He cometido el peor de los pecados
Que un hombre puede cometer. No he sido
Feliz. Que los glaciares del olvido
Me arrastren y me pierdan, despiadados.
Mis padres me engendraron para el juego
Arriesgado y hermoso de la vida,
Para la tierra, el agua, el aire, el fuego.
Los defraudé. No fui feliz. Cumplida
No fue su joven voluntad. Mi mente
Se aplicó a las simétricas porfías
Del arte, que entreteje naderías.
Me legaron valor. No fui valiente.
No me abandona. Siempre está a mi lado
La sombra de haber sido un desdichado
.

(El Remordimiento, en “La moneda de hierro”)
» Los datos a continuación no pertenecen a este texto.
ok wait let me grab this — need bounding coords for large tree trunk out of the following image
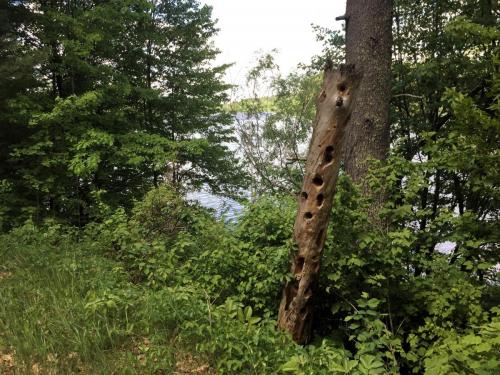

     Escribía Nuño que Borges es el opuesto a Sartre: la filosofía como pretexto de la literatura vs. la literatura como pretexto de la filosofía, porque Sartre “siempre presentará la limitación literaria de querer probar algo”. No parece sin embargo que Borges no quisiera probar algo; Bosteels muestra lo contrario, que como antifilósofo Borges en principio se inclinaba hacia aquella verdad más radical que la filosófica, entre otras típicas comprobaciones del “antifilósofo”. Ni vive sin Ideas ni vive por la Idea. Borges ejemplifica más bien una vida volcada a la inquietud –erudita pero irónica por las ideas (a veces al borde de Bouvard y Pécuchet): etólogo de las Ideas, a la vez que paleontólogo, nigromante y traficante, momifica ideas vivas, resucita muertas y confisca otras tantas; tiene algo del átopos mayéutico y del conversador inexistente macedoniano. A lo que le escapa lo mejor de Borges en todo caso es a la fijación, a las ideas fijas, probablemente a mitad de camino –dentro de un mundo trazado por Badiou entre el antifilósofo y el sofista.